JAKARTA: Women’s rights activists in Indonesia are pushing President Joko Widodo to issue a presidential regulation that will make child marriage illegal in the country, where its prevalence is one of the highest in world.
They recently submitted their proposed draft of a presidential regulation to Widodo, in lieu of a law to prevent and abolish early marriage.
Naila Rizqi Zakiah, one of the 18 activists invited to meet with him, said they raised three issues: Child marriage, the bill to amend the criminal code, and the bill against sexual violence.
“The first issue the president responded to was child marriage,” Zakiah told Arab News. “We asked him to issue a presidential regulation in lieu of a law to prevent and stop child marriage. We’ve come up with a draft, and we submitted it to him for his perusal.”
She said Widodo responded “positively” to the proposal after they explained to him that child marriage could deny children their basic human rights and hinder national development.
“We submitted this draft because we think rampant child marriage in the country is an emergency situation, while the procedure in Parliament to amend the articles on the minimum age to marry in the marriage law could be lengthy,” Zakiah said.
The Ministry of Women’s Empowerment and Child Protection has urged Parliament to prioritize amending the 1974 marriage law to raise the minimum age for females to marry to 20 and for males to 22.

 

 The law requires parental permission for those under 21 who want to marry.
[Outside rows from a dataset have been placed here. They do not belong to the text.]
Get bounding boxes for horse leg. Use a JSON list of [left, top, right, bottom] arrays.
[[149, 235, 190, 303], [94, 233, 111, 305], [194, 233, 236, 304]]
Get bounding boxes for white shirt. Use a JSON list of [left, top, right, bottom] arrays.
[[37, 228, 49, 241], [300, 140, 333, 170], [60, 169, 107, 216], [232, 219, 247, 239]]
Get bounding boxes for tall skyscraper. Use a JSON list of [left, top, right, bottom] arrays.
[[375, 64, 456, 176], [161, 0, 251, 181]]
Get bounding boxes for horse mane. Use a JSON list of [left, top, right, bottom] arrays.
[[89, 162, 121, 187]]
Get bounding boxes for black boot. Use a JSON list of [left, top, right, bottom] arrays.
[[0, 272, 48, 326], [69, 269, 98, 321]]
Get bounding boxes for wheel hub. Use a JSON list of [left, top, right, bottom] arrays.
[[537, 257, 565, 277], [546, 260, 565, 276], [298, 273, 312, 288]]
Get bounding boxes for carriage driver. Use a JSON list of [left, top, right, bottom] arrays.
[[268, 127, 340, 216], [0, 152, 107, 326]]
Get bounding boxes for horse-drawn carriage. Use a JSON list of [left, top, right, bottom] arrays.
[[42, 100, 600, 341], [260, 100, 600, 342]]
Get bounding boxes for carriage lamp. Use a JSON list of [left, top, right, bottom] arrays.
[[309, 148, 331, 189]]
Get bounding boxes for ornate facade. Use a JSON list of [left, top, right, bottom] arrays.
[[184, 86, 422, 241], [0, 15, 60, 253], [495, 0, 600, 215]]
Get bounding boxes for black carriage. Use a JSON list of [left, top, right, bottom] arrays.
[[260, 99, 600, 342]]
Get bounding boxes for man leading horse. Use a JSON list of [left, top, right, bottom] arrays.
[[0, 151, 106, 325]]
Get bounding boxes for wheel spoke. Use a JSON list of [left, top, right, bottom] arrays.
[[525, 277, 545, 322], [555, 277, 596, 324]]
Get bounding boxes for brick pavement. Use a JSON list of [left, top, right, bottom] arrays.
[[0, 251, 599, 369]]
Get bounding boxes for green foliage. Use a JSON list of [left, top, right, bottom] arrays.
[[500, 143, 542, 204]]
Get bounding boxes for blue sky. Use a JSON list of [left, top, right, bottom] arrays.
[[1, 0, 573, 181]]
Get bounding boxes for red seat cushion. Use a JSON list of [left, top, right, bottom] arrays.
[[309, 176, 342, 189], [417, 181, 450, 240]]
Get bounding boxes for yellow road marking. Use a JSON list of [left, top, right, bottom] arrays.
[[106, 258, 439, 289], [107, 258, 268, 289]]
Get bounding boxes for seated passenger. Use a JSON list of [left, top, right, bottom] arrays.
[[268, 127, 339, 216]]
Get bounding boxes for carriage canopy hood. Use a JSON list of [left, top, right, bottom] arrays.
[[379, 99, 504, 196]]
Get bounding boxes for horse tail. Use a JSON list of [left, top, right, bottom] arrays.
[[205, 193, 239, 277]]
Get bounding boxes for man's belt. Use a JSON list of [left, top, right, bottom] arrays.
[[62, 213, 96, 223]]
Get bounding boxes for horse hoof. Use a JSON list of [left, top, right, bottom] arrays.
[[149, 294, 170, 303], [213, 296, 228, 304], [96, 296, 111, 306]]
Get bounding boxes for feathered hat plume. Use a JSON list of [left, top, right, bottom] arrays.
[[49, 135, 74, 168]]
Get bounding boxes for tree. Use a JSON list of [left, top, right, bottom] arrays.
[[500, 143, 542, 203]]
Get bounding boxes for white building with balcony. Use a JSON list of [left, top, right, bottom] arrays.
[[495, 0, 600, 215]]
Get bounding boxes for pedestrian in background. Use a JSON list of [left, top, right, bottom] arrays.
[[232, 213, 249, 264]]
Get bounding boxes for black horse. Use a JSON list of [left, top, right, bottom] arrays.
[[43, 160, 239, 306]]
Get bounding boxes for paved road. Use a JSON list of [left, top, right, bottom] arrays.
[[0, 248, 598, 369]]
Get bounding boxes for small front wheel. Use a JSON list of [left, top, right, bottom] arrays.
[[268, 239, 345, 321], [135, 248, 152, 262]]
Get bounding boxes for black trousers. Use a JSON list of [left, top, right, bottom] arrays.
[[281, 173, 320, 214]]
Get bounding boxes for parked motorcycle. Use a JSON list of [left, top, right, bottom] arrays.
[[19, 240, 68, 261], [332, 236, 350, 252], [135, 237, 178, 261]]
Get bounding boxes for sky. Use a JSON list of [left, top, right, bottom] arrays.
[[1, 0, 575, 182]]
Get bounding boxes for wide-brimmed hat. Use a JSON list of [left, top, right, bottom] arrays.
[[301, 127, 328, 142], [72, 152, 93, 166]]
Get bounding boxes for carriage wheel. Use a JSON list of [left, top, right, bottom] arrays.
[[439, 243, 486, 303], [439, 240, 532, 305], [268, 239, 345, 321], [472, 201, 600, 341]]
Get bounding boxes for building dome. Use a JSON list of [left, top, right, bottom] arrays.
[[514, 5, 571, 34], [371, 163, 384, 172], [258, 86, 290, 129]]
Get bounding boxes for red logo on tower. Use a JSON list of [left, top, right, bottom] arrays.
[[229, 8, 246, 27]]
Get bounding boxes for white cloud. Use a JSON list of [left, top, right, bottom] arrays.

The minimum legal age for women to marry is 16, and 19 for men.
Parents can request a legal exemption from a religious court to marry children younger than that, with no limit on the minimum age.
Women’s and child rights activists have been advocating to raise the minimum legal age for females to marry to 18, in line with the child protection law that categorizes those under 18 as minors.
“It’s still not the ideal age to get married, but would be the minimum (acceptable),” Maria Ulfa Anshor, a commissioner for the Indonesian Child Protection Commission, told Arab News.
“We’ve been waiting for so long for this move, especially since the risks and dangers of child marriage, such as the high maternal mortality rate, are so real,” she added. “I hope there will be no more child marriage, because the courts give exemptions to do so.”
According to UNICEF, child marriage in Indonesia is rampant, with more than one in six girls, or 340,000, getting married every year before they reach adulthood.
Child marriage is most prevalent among girls who are 16 and 17, but there has been a decline among under-15s.
The debate about banning child marriage resurfaced following media reports of a 14-year-old girl and her 15-year-old boyfriend in South Sulawesi province who sought an exemption from a religious court to get married, which they obtained. They reportedly got married on Monday.

FACTOID

Child Marriage

According to UNICEF, 14 percent of girls in Indonesia are married before the age of 18, while 1 percent marry before the age of 15.